I opened my iPad and checked the reservations list for tomorrow. Another busy day. Busy was good. Next, I called up the weather report. Hot and sunny. Hot and sunny was also good. It brought the tourists out in force and allowed us more seating space when we could use the patio.
My phone rang. Rose.
“Lily, love, can you come up to the house?” Her voice was strained.
“What’s happened? Is something wrong? Are you okay?”
“I’m perfectly fine, but we have an . . . issue, and I need your support.”
“On my way.” I shoved my phone into my pocket.
“What’s wrong?” Cheryl asked.
“I don’t know. I’m going up to the house. Can you take those scones out of the oven when the timer sounds, please? Give them fifteen minutes to cool and then put them in the freezer. If I’m not back when you leave, lock up.”
“You’ll call and tell us if you need anything?”
“I will. Thanks.” I tossed my apron and hairnet onto the butcher block and ran through the restaurant. Marybeth glanced up from her vacuuming, but I kept going and broke into a run. Rose hadn’t sounded more than irritated, but she could sometimes take English stiff upper lip to extremes. Particularly if guests were with her.
I ran down the driveway, heading for the big house.
Victoria-on-Sea is a true beauty and I could see why Rose loved it so much. Perched close to the cliffs, framed by the blue sky and the sparkling waters of Cape Cod Bay, it was painted a clean fresh white with a gray roof. Numerous turrets and dormer windows added interest to the exterior, as did copious amounts of gingerbread trim. A wide veranda, roof supported by white pillars, ran the length of the house. The steps and railing were accented with terra-cotta pots and iron urns containing variegated hosta, multihued coleus, trailing sweet potato vines, and red and white geraniums.

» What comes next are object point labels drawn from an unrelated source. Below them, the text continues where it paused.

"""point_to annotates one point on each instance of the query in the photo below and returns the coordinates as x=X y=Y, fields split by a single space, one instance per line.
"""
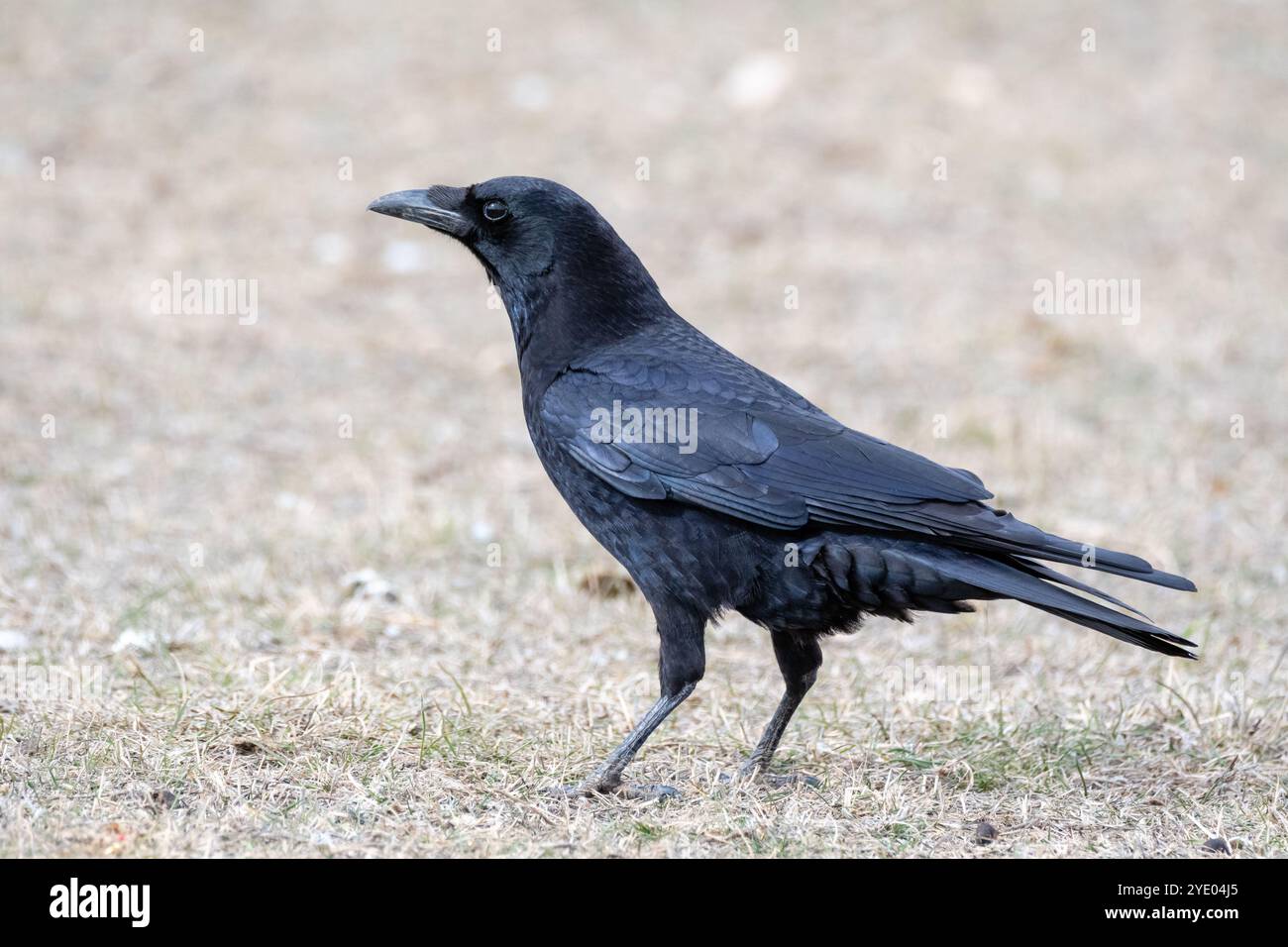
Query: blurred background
x=905 y=171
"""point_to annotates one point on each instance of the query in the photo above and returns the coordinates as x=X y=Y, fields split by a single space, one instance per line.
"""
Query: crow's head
x=540 y=244
x=516 y=227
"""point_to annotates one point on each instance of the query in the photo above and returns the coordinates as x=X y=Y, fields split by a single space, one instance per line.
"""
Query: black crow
x=717 y=486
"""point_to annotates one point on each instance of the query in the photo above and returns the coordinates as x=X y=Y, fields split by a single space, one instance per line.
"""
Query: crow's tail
x=897 y=577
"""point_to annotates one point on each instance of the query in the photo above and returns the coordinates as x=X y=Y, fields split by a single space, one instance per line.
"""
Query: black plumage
x=771 y=506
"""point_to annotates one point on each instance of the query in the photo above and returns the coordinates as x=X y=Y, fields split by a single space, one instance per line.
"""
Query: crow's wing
x=751 y=447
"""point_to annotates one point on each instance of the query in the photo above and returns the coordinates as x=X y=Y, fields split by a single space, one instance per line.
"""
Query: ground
x=325 y=600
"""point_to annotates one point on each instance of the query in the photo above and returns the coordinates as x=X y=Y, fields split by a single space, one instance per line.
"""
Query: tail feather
x=892 y=578
x=1031 y=583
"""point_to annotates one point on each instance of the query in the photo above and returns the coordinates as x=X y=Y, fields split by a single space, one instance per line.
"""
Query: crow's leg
x=682 y=663
x=799 y=659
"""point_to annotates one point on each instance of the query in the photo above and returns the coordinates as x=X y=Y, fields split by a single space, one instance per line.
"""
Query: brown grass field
x=181 y=515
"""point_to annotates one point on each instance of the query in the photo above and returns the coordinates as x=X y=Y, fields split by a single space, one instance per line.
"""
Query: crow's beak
x=438 y=208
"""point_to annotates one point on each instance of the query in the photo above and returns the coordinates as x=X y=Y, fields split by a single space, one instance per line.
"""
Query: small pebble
x=986 y=834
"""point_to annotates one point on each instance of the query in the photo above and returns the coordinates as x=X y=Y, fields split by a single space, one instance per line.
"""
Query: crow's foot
x=751 y=772
x=626 y=789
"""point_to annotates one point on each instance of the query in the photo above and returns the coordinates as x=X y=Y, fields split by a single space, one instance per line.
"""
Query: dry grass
x=248 y=706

A couple of cars, including Wesley’s Mercedes, were in the guest parking area, but most people would still be lingering at the beach, returning from their fishing or whale-watching trips, or have gone out for an early dinner.

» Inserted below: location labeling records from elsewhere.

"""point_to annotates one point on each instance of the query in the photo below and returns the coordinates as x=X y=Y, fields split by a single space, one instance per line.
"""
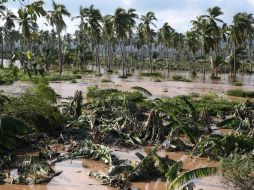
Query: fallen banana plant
x=31 y=172
x=176 y=178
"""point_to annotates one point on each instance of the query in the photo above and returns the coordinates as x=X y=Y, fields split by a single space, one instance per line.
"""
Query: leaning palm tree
x=148 y=21
x=177 y=179
x=55 y=19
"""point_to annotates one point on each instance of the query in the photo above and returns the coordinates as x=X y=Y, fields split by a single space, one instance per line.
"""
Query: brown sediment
x=162 y=89
x=73 y=177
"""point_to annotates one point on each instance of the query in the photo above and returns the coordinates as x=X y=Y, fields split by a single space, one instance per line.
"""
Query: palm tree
x=166 y=34
x=140 y=40
x=55 y=19
x=240 y=31
x=93 y=18
x=132 y=22
x=205 y=31
x=148 y=21
x=108 y=33
x=2 y=8
x=80 y=37
x=8 y=17
x=121 y=27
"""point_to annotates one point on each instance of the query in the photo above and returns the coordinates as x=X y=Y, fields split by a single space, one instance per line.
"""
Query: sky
x=178 y=13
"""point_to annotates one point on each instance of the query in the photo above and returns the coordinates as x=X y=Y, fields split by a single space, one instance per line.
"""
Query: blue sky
x=177 y=13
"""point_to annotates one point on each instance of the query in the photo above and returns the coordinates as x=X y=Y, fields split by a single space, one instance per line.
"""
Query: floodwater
x=166 y=88
x=74 y=175
x=74 y=172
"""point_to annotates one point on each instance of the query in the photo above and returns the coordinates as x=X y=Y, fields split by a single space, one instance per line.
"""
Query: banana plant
x=180 y=180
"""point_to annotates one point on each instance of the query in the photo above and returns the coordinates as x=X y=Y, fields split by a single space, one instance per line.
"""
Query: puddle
x=74 y=175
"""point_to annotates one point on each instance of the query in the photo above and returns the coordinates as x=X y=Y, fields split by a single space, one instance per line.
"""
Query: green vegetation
x=237 y=171
x=106 y=80
x=241 y=93
x=157 y=75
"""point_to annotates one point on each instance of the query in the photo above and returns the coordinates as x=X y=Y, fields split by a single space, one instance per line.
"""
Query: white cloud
x=178 y=19
x=250 y=2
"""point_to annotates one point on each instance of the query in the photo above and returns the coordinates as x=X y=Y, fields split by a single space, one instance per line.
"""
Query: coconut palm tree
x=166 y=34
x=8 y=18
x=121 y=22
x=80 y=36
x=148 y=21
x=108 y=33
x=240 y=31
x=55 y=19
x=205 y=31
x=93 y=20
x=132 y=22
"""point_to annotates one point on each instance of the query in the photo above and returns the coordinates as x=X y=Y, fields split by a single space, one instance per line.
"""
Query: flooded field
x=74 y=174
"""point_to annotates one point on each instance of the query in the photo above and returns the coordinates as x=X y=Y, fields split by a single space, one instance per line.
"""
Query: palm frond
x=143 y=90
x=190 y=175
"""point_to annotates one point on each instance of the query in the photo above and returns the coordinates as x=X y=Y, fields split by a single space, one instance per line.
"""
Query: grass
x=151 y=74
x=241 y=93
x=180 y=78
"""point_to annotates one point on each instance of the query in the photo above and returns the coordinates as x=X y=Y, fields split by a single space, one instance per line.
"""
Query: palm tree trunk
x=60 y=56
x=2 y=54
x=150 y=59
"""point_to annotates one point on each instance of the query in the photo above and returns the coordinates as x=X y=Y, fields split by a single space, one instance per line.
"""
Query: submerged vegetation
x=90 y=126
x=241 y=93
x=129 y=119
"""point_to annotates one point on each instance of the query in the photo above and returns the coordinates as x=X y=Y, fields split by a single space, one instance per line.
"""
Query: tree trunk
x=60 y=56
x=2 y=53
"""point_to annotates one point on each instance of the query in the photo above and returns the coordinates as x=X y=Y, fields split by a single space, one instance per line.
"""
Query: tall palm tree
x=80 y=36
x=108 y=33
x=8 y=18
x=55 y=19
x=166 y=33
x=2 y=8
x=205 y=31
x=240 y=31
x=148 y=21
x=132 y=22
x=121 y=22
x=140 y=40
x=93 y=20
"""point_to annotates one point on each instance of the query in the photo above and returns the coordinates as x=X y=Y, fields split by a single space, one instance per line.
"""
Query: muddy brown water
x=74 y=172
x=74 y=175
x=165 y=88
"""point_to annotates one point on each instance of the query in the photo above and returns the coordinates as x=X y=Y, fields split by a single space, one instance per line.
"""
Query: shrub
x=35 y=108
x=241 y=93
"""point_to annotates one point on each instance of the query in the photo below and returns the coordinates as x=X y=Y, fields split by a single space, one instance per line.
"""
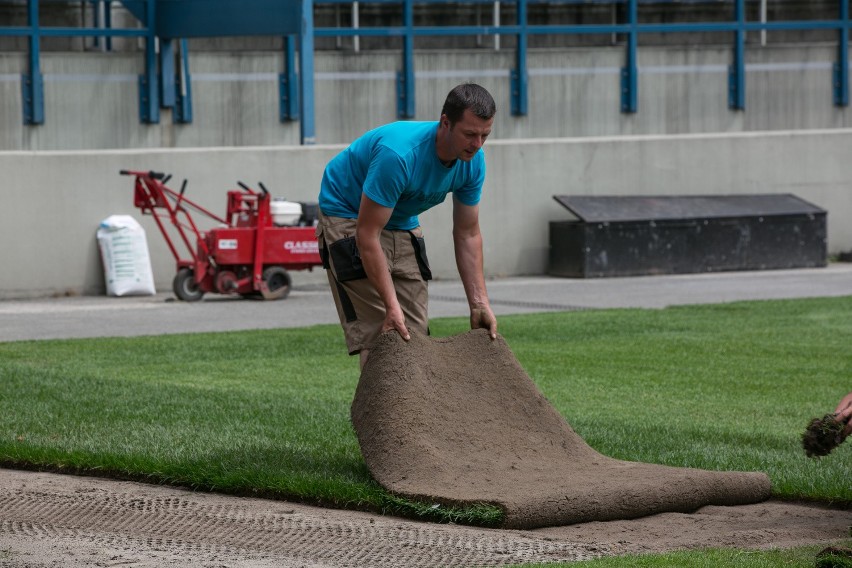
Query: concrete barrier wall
x=91 y=99
x=54 y=201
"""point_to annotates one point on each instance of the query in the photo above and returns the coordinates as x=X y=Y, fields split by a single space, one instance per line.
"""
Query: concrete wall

The door to the garden shed tucked against the southern edge of the property was closed, and Simon’s motorcycle wasn’t in its regular place next to it. The shed had been in use for a long time. A remnant of the days before prefabricated buildings, it was still in good shape, handcrafted out of whole logs with a shingle roof. The small windows on either side of the double-hinged wooden door contained boxes overflowing with tumbling ivy and purple fuchsia.

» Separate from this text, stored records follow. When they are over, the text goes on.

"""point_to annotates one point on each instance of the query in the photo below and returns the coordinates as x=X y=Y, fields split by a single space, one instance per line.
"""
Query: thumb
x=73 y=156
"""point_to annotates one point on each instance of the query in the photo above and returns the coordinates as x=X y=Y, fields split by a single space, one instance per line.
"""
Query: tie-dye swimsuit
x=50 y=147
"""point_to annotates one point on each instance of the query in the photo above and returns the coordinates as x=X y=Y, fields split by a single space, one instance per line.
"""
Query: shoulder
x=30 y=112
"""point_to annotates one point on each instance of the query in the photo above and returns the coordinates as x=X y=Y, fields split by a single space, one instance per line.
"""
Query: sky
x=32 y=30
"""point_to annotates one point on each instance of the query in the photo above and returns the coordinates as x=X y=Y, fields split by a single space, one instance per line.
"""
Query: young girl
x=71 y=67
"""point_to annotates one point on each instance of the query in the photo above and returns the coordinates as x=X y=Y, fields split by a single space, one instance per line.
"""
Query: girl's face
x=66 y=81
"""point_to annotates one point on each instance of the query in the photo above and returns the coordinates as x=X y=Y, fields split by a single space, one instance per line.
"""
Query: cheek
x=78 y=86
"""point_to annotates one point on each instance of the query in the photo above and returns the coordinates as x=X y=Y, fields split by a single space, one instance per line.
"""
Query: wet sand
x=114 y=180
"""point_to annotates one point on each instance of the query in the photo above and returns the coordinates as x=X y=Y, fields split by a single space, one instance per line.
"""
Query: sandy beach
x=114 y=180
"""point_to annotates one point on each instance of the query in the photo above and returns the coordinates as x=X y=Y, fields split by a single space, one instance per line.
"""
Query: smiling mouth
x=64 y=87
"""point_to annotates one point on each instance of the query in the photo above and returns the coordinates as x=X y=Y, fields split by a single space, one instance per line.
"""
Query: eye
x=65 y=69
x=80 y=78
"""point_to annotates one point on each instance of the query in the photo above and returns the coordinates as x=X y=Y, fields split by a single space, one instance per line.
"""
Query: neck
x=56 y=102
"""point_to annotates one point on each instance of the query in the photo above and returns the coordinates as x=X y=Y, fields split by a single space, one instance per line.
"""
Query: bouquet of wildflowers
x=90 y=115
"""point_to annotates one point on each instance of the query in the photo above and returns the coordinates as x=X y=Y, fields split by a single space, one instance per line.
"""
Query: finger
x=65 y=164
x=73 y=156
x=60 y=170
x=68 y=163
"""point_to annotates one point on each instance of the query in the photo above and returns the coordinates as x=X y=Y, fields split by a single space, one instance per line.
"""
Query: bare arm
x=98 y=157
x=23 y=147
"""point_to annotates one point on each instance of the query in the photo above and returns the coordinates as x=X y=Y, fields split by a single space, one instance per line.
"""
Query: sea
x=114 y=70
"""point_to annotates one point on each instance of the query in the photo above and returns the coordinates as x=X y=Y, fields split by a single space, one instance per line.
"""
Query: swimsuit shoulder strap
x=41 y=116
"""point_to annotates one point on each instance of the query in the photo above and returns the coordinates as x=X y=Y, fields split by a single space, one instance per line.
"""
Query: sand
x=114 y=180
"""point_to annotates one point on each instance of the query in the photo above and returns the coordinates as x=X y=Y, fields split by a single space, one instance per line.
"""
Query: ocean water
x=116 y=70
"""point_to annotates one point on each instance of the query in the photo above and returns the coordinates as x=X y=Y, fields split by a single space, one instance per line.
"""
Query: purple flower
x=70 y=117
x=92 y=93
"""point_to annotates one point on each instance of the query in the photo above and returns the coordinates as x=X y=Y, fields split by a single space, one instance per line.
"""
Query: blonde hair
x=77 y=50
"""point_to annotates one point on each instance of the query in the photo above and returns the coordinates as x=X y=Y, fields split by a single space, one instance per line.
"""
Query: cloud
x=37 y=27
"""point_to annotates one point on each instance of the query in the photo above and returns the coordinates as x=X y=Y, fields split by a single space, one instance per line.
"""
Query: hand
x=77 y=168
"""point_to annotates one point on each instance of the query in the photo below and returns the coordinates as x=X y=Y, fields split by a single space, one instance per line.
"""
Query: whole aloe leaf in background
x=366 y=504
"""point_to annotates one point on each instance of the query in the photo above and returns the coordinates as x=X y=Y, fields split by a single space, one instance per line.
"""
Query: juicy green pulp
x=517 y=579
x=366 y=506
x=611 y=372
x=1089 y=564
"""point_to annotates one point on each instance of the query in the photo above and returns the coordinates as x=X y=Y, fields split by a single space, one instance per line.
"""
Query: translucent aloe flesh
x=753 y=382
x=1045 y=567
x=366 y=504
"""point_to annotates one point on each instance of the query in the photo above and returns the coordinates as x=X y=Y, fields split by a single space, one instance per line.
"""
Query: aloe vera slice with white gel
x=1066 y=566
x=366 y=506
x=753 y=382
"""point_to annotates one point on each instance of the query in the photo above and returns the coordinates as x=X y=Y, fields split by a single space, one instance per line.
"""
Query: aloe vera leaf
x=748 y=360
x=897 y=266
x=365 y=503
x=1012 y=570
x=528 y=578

Even in my haste and my worry, I was able to enjoy the beauty of the gardens in the long soft light of early evening. They’d been laid out many years ago in a traditional English cottage garden format, with neat hedge rows, curving flagstone paths, benches for relaxing, statues to provide points of interest, a formal rose garden, herb and kitchen gardens. The scent, mixed with traces of salt off the sea, was intoxicating.
I ran up the steps to the veranda and through the front door.
Rose was seated behind the reception desk. Robert the Bruce stood on the desk, his ears up and his back arched. A woman and two teenagers lingered on the stairs eavesdropping, and an angry Wesley loomed over Rose. Her face was calm, her posture relaxed. She realized he meant her no harm. Not physically, anyway.
“. . . entitled to my privacy.” He whirled around when he heard me come in. He was dressed in the clothes he’d had on when he came to the tearoom earlier; a laptop bag thrown over one shoulder. “What do you know about this, Lily?”
“Considering I have no idea what’s going on,” I said, “I know nothing about it. Rose, are you okay?”
“Perfectly fine, love. It seems we’ve had an . . . incident.”
“More than an incident,” Wesley snapped. “I’m calling the police.”
“Cool,” the teenage girl said. “I want to be a cop, but it was my bad luck that I missed what happened last night.”